Recently, however, in order to form conductive silver layers or the like more simply according to uses, a method is also proposed in which a fine silver particle colloidal dispersion paste in which fine silver particles have been dispersed in a high concentration is used to carry out printing by a printing method such as screen printing, followed by baking at a temperature of about 200° C. (see Japanese Patent Application Laid-open No. 2000-334618).
However, the fine silver particle colloidal dispersion paste used for such a purpose has ever been produced by an evaporation-in-gas method in which silver is evaporated and condensed in a gas under reduced pressure to collect the silver in a solution containing a polymeric dispersing agent. Hence, this method affords a very poor productivity, and therefore the fine silver particle colloidal dispersion paste thus obtained has been very expensive. Moreover, in this fine silver particle colloidal dispersion paste, a polymeric dispersing agent or the like capable of combining strongly with the surfaces of fine silver particles is contained in order to improve dispersion stability, and hence it is necessary to decompose and remove it by high-temperature heat treatment after printing and drying. This can not be said to be preferable.
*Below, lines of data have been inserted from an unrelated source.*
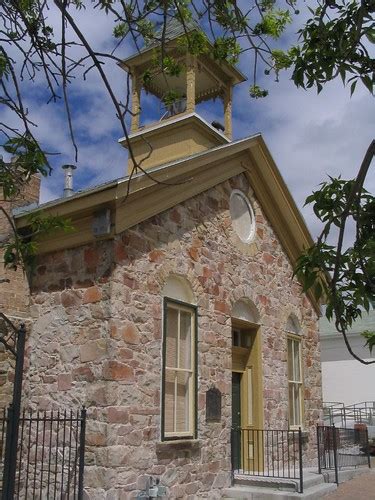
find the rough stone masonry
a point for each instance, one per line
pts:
(96, 340)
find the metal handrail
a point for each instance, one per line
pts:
(275, 453)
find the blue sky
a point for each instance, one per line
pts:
(309, 136)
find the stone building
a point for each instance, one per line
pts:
(176, 287)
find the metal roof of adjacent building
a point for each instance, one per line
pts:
(367, 322)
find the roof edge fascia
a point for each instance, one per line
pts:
(183, 118)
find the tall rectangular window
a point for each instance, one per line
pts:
(295, 382)
(179, 371)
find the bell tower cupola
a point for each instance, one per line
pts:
(180, 131)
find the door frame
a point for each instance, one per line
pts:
(248, 362)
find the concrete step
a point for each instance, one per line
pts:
(261, 493)
(282, 484)
(344, 474)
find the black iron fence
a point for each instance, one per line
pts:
(49, 456)
(344, 416)
(268, 453)
(339, 448)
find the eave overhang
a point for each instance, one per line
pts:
(143, 196)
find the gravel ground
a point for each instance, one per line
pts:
(359, 488)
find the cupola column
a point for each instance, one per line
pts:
(136, 101)
(228, 111)
(190, 83)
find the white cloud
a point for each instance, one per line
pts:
(309, 136)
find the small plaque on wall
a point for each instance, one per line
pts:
(213, 405)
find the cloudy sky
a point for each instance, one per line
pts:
(309, 136)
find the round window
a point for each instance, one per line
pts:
(242, 215)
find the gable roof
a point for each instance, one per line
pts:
(144, 195)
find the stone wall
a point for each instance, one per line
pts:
(97, 341)
(14, 288)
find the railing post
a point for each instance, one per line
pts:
(318, 446)
(368, 450)
(335, 454)
(81, 453)
(13, 418)
(300, 459)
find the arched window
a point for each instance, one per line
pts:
(245, 310)
(179, 387)
(178, 288)
(292, 325)
(295, 381)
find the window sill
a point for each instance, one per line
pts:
(178, 444)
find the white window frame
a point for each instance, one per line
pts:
(191, 309)
(296, 384)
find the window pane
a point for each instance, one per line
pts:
(297, 404)
(297, 372)
(290, 359)
(291, 406)
(182, 403)
(185, 340)
(171, 338)
(169, 401)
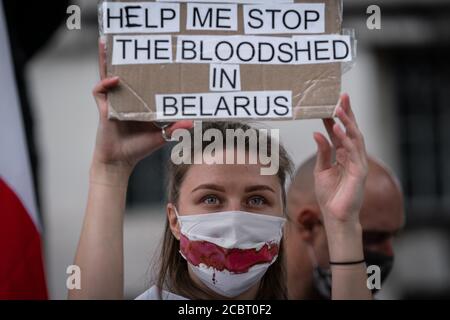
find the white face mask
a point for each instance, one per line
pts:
(230, 251)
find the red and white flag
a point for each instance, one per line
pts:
(21, 263)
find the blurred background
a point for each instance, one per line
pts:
(399, 87)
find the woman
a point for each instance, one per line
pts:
(224, 222)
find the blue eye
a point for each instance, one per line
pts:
(256, 201)
(211, 200)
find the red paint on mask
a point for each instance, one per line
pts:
(234, 260)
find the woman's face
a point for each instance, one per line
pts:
(238, 187)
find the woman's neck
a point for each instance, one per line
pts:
(250, 294)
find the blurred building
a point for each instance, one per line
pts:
(400, 89)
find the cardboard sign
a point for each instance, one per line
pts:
(237, 59)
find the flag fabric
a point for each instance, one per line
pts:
(21, 260)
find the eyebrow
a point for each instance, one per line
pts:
(216, 187)
(259, 188)
(209, 186)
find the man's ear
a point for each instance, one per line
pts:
(308, 220)
(173, 221)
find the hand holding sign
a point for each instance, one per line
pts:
(339, 186)
(123, 143)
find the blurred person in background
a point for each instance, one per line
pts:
(382, 216)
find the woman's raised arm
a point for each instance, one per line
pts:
(340, 191)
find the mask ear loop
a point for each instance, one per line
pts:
(312, 256)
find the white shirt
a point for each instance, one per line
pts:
(153, 294)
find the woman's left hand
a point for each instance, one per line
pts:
(339, 185)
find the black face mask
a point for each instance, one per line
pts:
(384, 262)
(322, 276)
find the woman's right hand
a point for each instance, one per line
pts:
(123, 143)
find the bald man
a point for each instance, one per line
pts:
(381, 217)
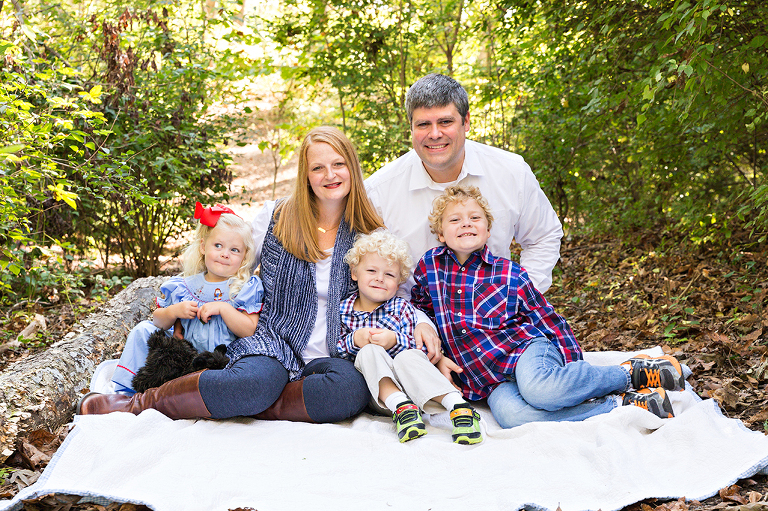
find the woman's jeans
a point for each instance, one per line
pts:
(545, 388)
(333, 389)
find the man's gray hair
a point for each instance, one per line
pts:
(435, 90)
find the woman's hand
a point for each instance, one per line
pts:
(425, 335)
(447, 366)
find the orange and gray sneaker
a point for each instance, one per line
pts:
(647, 372)
(655, 401)
(408, 420)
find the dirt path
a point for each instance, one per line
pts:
(254, 175)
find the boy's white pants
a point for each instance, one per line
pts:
(410, 370)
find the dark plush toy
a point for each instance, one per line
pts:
(171, 357)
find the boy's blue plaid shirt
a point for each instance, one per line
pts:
(395, 314)
(486, 311)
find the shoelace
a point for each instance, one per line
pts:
(406, 413)
(653, 376)
(464, 419)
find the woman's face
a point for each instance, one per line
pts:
(328, 174)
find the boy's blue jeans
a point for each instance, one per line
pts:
(545, 388)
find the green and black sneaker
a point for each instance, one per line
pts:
(408, 420)
(466, 425)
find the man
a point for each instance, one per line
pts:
(402, 191)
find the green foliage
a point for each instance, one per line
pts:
(107, 140)
(648, 114)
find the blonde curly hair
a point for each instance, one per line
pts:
(456, 193)
(385, 244)
(194, 261)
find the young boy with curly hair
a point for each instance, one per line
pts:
(512, 347)
(377, 333)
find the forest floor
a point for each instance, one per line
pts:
(706, 306)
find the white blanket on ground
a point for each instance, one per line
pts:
(606, 462)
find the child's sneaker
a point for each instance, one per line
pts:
(647, 372)
(408, 420)
(655, 401)
(466, 425)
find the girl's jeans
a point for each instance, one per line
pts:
(545, 388)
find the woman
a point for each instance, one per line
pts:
(289, 369)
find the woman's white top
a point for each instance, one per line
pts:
(317, 346)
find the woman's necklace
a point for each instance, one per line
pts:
(327, 230)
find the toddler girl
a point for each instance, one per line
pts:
(216, 300)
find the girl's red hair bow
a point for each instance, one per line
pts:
(210, 215)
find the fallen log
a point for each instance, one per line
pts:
(41, 390)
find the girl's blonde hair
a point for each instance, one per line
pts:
(456, 193)
(296, 217)
(385, 244)
(194, 261)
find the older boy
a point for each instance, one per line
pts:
(377, 333)
(512, 346)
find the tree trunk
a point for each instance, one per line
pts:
(41, 391)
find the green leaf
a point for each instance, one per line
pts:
(14, 148)
(758, 41)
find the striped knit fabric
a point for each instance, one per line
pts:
(290, 303)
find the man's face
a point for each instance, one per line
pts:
(438, 135)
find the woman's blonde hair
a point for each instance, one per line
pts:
(194, 261)
(391, 248)
(456, 193)
(296, 217)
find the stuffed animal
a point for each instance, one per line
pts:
(171, 357)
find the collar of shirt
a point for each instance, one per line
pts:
(420, 177)
(348, 306)
(484, 254)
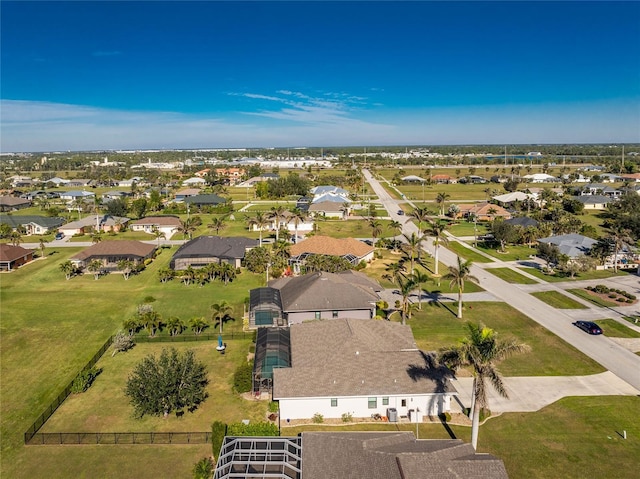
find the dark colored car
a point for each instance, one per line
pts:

A method is also proposed in which fine silver particles are formed by wet-process reaction to produce a fine silver particle colloidal dispersion in which the fine silver particles have been dispersed in a high concentration (see Japanese Patent Application Laid-open No. 2003-103158). This method, however, makes use of a polymeric dispersing agent capable of combining strongly with the surfaces of fine silver particles, in order to improve the stability of dispersion of the fine silver particles formed at the time of the reaction. Accordingly, where a conductive silver film is formed using this fine silver particle colloidal dispersion in which the fine silver particles have been dispersed in a high concentration, there has been a problem that the conductive silver film to be formed can not easily be made to have a low resistivity if heat-treated at a low temperature.
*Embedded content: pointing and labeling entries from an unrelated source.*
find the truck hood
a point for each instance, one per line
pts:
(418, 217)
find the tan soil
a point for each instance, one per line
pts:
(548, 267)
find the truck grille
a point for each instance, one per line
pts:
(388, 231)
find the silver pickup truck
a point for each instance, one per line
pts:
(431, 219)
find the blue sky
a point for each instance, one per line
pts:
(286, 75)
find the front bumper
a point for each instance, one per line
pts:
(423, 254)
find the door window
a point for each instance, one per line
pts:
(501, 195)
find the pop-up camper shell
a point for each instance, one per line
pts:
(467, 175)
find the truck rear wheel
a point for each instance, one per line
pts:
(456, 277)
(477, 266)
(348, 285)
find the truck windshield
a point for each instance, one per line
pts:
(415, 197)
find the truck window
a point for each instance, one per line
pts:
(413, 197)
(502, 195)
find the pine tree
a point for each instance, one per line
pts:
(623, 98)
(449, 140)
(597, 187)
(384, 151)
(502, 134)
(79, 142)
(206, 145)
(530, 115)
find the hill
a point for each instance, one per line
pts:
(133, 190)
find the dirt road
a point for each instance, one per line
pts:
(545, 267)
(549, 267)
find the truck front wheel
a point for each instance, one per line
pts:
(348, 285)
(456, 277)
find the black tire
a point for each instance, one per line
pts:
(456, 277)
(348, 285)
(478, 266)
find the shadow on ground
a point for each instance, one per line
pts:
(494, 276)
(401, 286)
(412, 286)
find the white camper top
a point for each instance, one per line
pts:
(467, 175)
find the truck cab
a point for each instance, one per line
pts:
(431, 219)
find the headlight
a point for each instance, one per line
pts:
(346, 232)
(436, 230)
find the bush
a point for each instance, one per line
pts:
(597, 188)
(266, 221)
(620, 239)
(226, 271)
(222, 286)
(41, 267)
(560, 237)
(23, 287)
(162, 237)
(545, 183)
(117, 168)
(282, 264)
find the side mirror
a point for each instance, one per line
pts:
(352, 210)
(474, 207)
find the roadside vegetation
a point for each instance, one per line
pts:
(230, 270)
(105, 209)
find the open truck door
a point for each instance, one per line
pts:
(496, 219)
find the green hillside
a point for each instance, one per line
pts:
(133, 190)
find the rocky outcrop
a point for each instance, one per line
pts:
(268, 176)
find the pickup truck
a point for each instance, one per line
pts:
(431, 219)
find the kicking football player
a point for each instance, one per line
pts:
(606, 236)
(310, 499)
In addition, in respect of fine silver particle colloidal dispersions such as the fine silver particle colloidal dispersion paste, the viscosity of fine silver particle colloidal dispersions is required to be freely controllable, in order to make them adaptable to various printing or coating methods such as screen printing, gravure printing and ink-jet printing. Such viscosity is commonly controlled by adding a viscosity modifying component such as a binder resin to a system. However, like the above polymeric dispersing agent, the viscosity modifying component added is required to be heat-treated at a high temperature, and such a requirement has caused a problem that the conductive silver film formed has a poor conductivity.